University of Notre Dame

The Story of Notre Dame

Astronomical Observatory

Father Joseph Carrier was in France during 1866. Napoleon III, considering well how Notre Dame might be an outpost of French culture and power, presented Father Carrier with a fine telescope, over seven feet long, with a six inch aperture. The South Bend papers said it was worth 25,000 francs. An observatory was erected in the garden before the college building. The telescope was mounted on a portable stand under a revolving roof eighteen feet in diameter.

In 1870 another telescope was procured from Solomons in Dublin. It was a smaller instrument, a little over four feet long, and mounted on a tripod. It was kept in the University Parlor. Professor Arthur J. Stace introduced the young men to astronomy. Not a little of their time, if we are to judge from the numerous photographs, was spent in posing alongside the telescope. Such photographs were very welcome to the parents back home.

-- Notre Dame -- One Hundred Years / by Arthur J. Hope, C.S.C.

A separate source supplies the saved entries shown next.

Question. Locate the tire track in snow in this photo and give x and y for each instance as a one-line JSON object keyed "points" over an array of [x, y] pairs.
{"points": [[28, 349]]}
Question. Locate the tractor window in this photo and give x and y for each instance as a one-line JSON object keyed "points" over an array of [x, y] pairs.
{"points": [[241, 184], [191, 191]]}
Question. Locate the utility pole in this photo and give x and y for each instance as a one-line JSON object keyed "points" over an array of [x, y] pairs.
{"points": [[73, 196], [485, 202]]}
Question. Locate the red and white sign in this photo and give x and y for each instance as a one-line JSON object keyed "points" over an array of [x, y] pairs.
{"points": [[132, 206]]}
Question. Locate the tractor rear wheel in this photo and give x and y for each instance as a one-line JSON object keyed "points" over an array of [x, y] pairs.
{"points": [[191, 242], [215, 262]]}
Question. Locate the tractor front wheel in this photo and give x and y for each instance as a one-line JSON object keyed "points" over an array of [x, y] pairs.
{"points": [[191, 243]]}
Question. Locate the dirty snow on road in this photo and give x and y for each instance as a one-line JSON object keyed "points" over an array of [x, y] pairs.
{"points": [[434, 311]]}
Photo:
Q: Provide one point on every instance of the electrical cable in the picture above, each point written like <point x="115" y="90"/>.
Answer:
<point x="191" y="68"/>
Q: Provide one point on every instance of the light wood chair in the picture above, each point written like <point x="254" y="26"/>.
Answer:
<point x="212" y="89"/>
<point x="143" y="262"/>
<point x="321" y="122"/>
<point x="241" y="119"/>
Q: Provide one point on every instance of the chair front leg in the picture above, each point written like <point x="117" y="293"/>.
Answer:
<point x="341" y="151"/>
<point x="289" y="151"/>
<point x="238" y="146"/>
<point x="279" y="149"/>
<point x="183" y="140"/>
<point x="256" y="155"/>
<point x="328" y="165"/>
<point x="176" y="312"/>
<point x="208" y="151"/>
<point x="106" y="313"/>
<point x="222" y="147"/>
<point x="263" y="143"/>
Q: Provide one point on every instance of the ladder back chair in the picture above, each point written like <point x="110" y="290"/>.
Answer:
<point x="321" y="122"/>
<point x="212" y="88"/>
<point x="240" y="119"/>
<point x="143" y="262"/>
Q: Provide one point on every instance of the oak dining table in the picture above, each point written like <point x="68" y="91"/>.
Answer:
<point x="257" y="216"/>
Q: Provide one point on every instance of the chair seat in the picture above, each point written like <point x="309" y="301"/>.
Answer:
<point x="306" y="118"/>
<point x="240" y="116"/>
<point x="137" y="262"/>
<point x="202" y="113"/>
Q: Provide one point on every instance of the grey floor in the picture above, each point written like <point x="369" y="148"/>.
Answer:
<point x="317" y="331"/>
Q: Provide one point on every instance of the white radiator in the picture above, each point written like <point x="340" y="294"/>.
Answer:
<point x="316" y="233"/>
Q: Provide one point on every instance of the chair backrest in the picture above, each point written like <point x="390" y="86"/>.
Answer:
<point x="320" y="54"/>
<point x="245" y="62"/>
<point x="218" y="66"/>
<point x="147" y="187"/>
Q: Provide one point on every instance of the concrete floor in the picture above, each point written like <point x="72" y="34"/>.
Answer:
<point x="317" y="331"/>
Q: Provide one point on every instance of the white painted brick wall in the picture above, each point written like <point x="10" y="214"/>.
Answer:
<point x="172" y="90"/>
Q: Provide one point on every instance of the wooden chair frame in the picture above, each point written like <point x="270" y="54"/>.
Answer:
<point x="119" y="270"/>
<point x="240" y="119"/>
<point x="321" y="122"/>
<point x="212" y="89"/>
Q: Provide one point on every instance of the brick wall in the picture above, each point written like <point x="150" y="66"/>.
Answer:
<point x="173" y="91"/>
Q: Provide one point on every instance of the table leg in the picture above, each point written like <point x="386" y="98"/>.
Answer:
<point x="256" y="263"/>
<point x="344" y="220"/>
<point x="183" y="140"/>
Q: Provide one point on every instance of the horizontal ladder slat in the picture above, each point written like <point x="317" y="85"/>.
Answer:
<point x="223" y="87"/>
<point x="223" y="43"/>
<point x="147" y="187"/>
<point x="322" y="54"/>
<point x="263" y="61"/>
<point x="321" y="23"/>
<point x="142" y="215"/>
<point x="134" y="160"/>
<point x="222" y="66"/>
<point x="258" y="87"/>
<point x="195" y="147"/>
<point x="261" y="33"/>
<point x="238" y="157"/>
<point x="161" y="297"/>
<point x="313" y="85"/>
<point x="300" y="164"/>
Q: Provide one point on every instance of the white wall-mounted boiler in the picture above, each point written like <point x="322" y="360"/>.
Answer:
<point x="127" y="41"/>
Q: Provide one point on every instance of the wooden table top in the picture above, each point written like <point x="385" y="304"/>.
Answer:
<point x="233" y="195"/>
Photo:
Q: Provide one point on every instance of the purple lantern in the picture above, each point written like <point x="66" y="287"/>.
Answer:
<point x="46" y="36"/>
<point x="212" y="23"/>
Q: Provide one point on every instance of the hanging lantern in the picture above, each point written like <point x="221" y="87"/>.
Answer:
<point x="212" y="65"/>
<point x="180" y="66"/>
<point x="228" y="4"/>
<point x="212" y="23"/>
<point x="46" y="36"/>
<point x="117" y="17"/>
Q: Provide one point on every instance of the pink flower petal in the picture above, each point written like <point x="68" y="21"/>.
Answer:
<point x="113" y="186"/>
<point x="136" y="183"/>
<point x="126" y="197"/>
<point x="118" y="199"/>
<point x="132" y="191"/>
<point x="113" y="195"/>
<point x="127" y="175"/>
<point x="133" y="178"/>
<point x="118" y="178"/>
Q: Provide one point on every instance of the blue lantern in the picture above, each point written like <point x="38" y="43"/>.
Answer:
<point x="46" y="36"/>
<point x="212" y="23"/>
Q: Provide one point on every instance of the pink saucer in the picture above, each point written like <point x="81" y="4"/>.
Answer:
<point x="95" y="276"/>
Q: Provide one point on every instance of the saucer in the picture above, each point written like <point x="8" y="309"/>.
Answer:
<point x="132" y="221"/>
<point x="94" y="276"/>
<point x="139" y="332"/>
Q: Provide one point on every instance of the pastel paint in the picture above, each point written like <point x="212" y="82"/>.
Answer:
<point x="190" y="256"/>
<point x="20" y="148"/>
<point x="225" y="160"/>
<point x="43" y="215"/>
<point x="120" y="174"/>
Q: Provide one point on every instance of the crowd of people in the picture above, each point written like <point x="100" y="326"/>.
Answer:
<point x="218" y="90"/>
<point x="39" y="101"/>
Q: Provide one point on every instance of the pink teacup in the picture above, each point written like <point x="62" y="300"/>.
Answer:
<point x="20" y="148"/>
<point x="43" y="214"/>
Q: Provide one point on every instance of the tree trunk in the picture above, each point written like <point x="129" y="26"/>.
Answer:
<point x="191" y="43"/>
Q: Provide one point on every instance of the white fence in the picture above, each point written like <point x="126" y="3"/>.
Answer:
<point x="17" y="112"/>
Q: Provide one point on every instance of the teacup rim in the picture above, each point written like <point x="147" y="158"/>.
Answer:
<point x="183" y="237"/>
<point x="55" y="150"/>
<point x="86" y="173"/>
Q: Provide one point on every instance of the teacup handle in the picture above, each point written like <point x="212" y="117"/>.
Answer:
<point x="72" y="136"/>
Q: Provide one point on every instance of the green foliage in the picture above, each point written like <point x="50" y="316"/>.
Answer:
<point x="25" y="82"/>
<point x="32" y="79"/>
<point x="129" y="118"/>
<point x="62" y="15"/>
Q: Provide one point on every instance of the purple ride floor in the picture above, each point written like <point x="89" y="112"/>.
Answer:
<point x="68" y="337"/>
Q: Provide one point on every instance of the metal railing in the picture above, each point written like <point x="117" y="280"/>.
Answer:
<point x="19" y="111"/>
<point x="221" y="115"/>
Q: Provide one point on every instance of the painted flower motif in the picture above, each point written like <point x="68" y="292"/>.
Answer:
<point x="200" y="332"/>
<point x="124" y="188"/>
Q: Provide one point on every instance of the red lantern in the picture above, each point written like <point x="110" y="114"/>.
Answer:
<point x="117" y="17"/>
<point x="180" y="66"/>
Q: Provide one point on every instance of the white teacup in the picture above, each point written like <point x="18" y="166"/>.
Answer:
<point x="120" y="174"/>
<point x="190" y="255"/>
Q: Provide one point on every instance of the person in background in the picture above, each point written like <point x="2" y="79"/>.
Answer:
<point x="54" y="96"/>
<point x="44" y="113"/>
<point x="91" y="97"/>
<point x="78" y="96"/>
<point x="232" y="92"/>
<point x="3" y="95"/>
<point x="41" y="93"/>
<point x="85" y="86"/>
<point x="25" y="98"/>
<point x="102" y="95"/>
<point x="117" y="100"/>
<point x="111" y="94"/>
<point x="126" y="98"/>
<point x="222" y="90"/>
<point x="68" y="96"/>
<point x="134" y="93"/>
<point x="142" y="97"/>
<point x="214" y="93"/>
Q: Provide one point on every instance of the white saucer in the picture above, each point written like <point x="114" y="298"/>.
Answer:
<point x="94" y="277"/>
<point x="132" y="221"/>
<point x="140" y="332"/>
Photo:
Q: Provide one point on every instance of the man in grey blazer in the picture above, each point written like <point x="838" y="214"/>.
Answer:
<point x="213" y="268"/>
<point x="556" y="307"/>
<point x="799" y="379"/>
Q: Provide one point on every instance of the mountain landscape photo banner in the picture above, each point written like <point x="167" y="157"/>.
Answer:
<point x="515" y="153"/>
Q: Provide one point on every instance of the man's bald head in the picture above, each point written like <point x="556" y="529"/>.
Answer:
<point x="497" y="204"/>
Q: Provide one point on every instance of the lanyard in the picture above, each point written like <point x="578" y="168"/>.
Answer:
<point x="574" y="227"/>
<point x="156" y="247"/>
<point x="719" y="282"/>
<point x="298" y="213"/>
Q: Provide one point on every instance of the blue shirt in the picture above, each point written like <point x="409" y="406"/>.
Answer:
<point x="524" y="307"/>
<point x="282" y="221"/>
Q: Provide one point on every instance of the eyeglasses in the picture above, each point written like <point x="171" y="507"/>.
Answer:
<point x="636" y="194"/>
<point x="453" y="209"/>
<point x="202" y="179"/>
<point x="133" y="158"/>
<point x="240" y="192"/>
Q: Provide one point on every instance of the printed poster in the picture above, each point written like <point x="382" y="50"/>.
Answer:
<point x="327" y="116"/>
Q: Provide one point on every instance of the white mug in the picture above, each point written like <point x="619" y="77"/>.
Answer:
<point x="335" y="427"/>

[On September 22, 1877,] the heavens being propitious, an unusual cavalcade halted at the college gates. In a four-horse carry-all fifteen or twenty ladies, members of a South Bend "literary club," had come to peer through the telescope. With much swishing of skirts, and cacaphony of soprano voices, they alighted and were decorously conducted to the observatory by Professor Howard. The professor "operated the instrument and replied with instructive clarity and commendable patience to the numerous questions that were showered upon him." We are told that the mysteries of the heavens were so fascinating, and the night so beautiful that many of the ladies were loath to leave.

-- Notre Dame -- One Hundred Years / by Arthur J. Hope, C.S.C.
based on Notre Dame Scholastic, Volume XI (1877-78), page 75.